Passing String objects as arguments Java

Question

class prog {

      static String display(String s)
      {
         s = "this is a test";
         return s;
      }

   public static void main(String...args) {

     prog p = new prog();
     String s1 = "another";
     System.out.println(display(s1)); //Line 1
     System.out.println(s1);
   }
}

A newbie question.

Can someone explain why s1 is not getting updated to "this is a test" ?.

I thought in Java, object arguments are passed as references and if that is the case, then I am passing String s1 object as reference in Line 1.

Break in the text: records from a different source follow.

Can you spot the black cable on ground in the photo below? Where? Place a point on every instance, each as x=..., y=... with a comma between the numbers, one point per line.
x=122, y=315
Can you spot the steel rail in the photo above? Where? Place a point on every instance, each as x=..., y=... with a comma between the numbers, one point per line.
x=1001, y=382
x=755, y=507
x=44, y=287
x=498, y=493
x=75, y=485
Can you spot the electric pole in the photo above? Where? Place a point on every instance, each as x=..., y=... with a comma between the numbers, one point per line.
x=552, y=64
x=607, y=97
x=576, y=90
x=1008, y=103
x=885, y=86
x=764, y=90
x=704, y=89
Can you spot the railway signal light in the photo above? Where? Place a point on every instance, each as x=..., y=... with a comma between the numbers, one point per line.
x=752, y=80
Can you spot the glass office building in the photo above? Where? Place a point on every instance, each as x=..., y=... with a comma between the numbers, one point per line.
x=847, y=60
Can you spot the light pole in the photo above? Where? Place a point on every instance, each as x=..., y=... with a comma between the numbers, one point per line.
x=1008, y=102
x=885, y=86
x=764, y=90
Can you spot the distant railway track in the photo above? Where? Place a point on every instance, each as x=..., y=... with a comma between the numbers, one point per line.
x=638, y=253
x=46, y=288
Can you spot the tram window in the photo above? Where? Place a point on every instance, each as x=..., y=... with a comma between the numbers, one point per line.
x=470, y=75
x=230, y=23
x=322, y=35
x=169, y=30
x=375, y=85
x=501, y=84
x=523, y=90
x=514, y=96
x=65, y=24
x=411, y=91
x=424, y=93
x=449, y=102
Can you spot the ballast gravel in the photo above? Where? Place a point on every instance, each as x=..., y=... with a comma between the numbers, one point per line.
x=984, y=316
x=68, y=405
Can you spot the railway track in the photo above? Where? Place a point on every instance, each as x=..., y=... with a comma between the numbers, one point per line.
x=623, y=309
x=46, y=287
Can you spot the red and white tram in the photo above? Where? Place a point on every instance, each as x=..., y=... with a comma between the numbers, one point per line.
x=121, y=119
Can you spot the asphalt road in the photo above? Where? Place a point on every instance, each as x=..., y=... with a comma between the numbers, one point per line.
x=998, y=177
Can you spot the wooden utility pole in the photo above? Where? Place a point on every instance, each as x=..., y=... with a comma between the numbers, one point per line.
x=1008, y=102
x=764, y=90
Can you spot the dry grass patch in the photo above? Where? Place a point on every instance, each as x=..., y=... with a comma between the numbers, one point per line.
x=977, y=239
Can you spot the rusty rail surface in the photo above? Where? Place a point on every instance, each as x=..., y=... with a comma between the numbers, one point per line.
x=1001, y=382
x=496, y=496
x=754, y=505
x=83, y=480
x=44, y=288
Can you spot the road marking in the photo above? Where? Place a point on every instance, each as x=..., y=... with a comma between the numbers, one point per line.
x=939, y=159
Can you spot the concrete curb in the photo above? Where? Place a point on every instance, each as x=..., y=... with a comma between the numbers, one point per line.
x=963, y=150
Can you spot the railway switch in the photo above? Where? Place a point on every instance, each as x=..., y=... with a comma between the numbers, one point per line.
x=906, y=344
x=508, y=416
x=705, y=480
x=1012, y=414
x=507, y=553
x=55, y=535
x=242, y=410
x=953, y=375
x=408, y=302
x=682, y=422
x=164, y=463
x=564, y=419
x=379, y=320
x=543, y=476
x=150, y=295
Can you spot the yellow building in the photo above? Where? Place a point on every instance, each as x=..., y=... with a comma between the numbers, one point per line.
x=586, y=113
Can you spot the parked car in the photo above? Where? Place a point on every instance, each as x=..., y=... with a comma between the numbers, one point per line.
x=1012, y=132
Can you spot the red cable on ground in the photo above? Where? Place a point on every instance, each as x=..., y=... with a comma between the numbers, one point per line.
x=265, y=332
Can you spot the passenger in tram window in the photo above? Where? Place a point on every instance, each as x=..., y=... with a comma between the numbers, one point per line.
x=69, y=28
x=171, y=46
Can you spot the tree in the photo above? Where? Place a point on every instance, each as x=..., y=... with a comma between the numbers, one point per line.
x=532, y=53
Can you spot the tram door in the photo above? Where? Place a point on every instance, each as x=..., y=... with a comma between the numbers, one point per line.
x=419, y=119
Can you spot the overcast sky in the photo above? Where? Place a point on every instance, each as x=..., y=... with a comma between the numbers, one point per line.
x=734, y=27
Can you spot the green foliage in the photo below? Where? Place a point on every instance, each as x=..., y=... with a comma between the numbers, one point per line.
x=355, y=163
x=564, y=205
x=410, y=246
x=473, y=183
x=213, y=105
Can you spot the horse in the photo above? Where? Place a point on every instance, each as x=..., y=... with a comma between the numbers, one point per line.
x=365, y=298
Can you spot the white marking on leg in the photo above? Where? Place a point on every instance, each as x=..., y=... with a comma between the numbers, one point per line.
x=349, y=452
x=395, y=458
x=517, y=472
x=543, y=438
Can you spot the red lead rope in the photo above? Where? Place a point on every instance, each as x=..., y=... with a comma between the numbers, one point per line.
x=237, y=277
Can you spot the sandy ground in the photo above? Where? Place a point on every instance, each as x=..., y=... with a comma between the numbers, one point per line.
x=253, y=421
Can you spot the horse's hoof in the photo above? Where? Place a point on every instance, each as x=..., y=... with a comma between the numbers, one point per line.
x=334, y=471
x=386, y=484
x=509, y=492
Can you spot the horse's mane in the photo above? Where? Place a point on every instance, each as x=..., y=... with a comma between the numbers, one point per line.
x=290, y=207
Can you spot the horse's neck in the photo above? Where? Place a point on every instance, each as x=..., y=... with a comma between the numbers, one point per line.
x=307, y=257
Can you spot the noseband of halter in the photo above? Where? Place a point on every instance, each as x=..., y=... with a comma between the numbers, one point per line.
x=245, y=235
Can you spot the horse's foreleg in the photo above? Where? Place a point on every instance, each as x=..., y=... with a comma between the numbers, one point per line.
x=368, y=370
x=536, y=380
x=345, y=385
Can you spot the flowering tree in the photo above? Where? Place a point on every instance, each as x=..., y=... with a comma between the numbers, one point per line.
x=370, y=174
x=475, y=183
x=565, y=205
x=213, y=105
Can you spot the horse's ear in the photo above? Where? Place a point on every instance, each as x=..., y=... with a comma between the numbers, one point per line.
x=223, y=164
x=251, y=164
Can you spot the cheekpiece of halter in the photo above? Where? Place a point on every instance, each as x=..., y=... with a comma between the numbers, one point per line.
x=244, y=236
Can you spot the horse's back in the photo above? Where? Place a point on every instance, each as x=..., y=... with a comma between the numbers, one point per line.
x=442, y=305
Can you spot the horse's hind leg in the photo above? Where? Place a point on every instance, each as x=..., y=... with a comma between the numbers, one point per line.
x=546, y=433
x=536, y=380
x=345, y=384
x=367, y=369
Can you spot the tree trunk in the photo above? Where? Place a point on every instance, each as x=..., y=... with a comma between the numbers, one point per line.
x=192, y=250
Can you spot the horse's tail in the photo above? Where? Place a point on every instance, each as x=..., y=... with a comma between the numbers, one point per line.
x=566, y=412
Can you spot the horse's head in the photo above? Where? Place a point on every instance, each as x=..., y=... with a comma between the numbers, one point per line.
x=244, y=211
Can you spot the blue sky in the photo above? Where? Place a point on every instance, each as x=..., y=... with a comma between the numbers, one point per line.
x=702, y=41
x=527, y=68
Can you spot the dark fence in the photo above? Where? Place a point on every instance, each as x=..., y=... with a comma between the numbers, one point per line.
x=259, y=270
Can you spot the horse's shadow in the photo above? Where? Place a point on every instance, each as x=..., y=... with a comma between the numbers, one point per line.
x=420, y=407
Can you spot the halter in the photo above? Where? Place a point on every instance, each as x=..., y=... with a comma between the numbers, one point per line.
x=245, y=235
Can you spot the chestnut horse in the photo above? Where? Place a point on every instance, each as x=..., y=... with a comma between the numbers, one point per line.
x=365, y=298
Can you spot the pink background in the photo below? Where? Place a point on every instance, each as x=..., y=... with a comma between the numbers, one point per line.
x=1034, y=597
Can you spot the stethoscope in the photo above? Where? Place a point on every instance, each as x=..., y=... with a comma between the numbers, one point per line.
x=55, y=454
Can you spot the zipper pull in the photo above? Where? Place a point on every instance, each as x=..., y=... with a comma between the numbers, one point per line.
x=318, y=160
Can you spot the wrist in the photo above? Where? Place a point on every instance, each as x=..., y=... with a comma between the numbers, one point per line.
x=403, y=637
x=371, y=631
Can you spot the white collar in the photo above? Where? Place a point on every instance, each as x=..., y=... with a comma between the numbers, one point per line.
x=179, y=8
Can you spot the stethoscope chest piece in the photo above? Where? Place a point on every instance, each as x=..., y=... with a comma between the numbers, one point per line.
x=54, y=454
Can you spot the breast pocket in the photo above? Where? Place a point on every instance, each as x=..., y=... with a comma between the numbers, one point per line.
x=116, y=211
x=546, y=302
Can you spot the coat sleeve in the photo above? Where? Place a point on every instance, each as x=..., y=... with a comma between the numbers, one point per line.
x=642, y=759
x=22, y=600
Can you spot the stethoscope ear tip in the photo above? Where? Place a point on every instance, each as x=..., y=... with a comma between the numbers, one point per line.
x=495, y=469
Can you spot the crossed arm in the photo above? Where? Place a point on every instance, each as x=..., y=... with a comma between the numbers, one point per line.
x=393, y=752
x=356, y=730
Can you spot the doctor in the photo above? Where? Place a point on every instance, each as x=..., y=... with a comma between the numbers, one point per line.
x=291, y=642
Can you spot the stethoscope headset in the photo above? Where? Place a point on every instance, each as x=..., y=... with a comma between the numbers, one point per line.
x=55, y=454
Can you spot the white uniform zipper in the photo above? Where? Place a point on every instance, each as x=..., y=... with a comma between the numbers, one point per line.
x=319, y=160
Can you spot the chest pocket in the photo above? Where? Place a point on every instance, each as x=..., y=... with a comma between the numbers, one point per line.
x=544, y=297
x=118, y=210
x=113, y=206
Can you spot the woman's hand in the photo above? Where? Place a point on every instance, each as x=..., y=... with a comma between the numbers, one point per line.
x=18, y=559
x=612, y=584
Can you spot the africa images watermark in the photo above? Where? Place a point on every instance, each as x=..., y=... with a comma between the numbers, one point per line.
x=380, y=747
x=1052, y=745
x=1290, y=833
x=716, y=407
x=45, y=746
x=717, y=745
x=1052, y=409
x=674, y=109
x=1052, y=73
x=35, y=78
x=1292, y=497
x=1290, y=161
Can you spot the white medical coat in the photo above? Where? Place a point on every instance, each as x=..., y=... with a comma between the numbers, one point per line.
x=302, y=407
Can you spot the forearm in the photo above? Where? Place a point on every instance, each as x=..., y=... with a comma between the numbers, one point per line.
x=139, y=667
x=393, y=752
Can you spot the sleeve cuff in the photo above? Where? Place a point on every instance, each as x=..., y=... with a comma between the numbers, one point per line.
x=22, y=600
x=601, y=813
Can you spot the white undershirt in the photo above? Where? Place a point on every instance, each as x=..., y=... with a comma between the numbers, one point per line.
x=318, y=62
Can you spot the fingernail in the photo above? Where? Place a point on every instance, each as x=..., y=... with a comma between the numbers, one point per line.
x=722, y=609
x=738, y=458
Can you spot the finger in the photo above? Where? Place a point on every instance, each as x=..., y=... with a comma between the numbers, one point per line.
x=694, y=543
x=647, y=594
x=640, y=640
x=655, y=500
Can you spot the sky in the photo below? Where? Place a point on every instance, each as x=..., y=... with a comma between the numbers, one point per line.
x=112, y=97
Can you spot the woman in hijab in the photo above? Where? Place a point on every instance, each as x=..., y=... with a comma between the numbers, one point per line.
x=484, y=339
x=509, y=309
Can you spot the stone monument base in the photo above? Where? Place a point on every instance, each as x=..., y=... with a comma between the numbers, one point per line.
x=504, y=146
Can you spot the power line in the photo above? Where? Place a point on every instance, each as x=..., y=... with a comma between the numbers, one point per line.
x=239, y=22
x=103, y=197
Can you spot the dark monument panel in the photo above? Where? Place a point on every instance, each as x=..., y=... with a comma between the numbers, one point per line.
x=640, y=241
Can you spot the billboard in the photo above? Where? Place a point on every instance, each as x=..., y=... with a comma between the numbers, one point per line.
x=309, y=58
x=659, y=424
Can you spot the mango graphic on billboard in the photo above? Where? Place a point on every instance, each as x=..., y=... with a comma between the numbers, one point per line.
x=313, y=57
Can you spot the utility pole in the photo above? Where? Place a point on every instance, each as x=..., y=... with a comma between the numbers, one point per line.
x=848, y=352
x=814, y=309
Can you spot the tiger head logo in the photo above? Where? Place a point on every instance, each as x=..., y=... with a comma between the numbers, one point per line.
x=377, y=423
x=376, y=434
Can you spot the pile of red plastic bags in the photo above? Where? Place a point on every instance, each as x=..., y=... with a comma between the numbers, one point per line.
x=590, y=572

And s1 should have been set to "this is a test" via display() method.. Right ?

Answer 1

Java is pass-by-value always. For reference types, it passes a copy of the value of the reference.

In your

static String display(String s)
{
    s = "this is a test";
    return s;    
}

The String s reference is reassigned, its value is changed. The called code won't see this change because the value was a copy.

With Strings, it's hard to show behavior because they are immutable but take for example

public class Foo {
    int foo;
}

public static void main(String[] args) {
    Foo f = new Foo();
    f.foo = 3;
    doFoo(f);
    System.out.println(f.foo); // prints 19
}

public static void doFoo(Foo some) {
    some.foo = 19;
}

However, if you had

public static void doFoo(Foo some) {
    some = new Foo();
    some.foo = 19;
}

the original would still show 3, because you aren't accessing the object through the reference you passed, you are accessing it through the new reference.

---

Of course you can always return the new reference and assign it to some variable, perhaps even the same one you passed to the method.

Answer 2

String is a reference which is passed by value. You can change where the reference points but not the caller's copy. If the object were mutable you could change it's content.

In short, Java ALWAYS passed by VALUE, it never did anything else.